Ryo Chijiiwa, Author/Project Manager, IlohaMail.org
Date: Thursday, July 29
Time: 5:20pm - 6:05pm
Coding performance optimizations for widely distributed and deployed PHP web applications can be a particularly difficult task. Since the software can be deployed on a diverse range of platforms and configurations, it becomes nearly impossible to make the kind of assumptions that are often necessary in choosing the right optimization techniques at the time of development. Many techniques have trade-offs, which are assumed desirable in some situations, but when those assumptions do not apply, they may merely cause more overhead.
This is particularly true for a webmail application like IlohaMail. A simple individual user might install it on a six year-old consumer desktop PC that also runs a mail server, and then access the interface from the same machine. On the other hand, a large-scale installation might involve multiple web servers, mail servers, a database server, NFS server, and clients who connect through anything from a 28.8Kbps modem to a 100Mbps LAN connection. A simple technique where output size is minimized may help the modem user, but any incurred overhead will only hurt the LAN user. Minimizing communication between the mail server and web server will help large installations, but may only add overhead for the user who has both servers on the same machine.

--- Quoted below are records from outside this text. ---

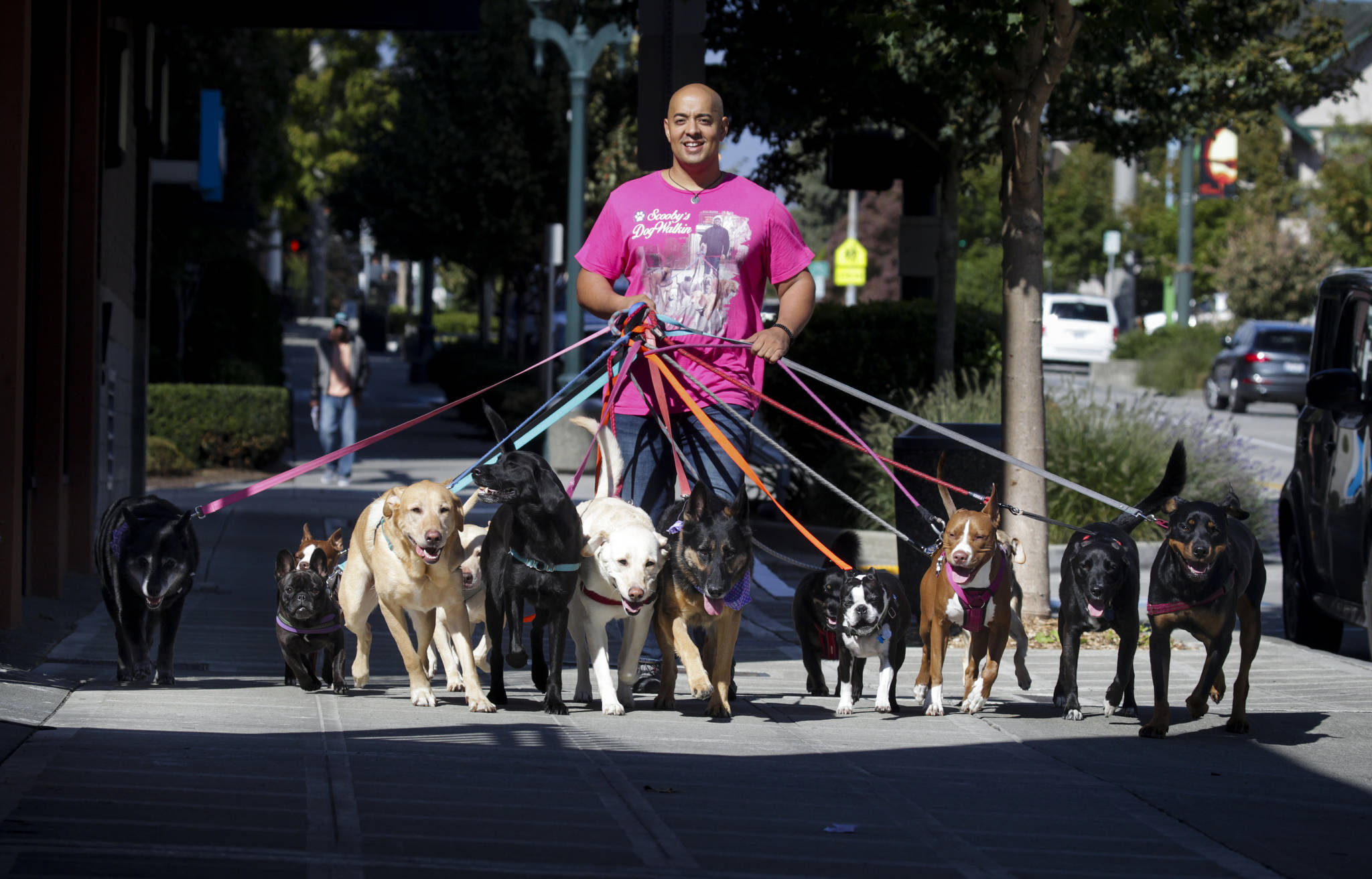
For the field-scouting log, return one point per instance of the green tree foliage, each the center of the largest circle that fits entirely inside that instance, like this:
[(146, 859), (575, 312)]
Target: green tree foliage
[(1345, 194), (1270, 273), (338, 102), (476, 163), (213, 317)]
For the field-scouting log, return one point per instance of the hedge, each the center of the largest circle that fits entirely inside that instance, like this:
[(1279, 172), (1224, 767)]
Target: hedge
[(885, 348), (222, 424)]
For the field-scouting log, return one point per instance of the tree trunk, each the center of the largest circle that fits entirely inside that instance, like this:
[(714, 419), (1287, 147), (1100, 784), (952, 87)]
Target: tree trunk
[(1021, 402), (1026, 85), (946, 314)]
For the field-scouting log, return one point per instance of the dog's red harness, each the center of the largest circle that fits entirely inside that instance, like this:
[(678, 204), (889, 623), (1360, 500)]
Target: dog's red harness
[(612, 602), (1174, 606), (975, 604), (827, 643)]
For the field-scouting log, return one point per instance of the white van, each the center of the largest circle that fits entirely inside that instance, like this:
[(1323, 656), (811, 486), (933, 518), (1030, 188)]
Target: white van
[(1077, 328)]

In the spirit of "Discover, Develop, Deliver," this talk will examine some adaptive performance optimization techniques, using IlohaMail as a real-world test case. Specifically, we will look at techniques for developing a dynamic mechanism capable of automatically discovering potential bottlenecks and selecting the most suitable optimization strategies in order to deliver the best performance for a wide range of configurations.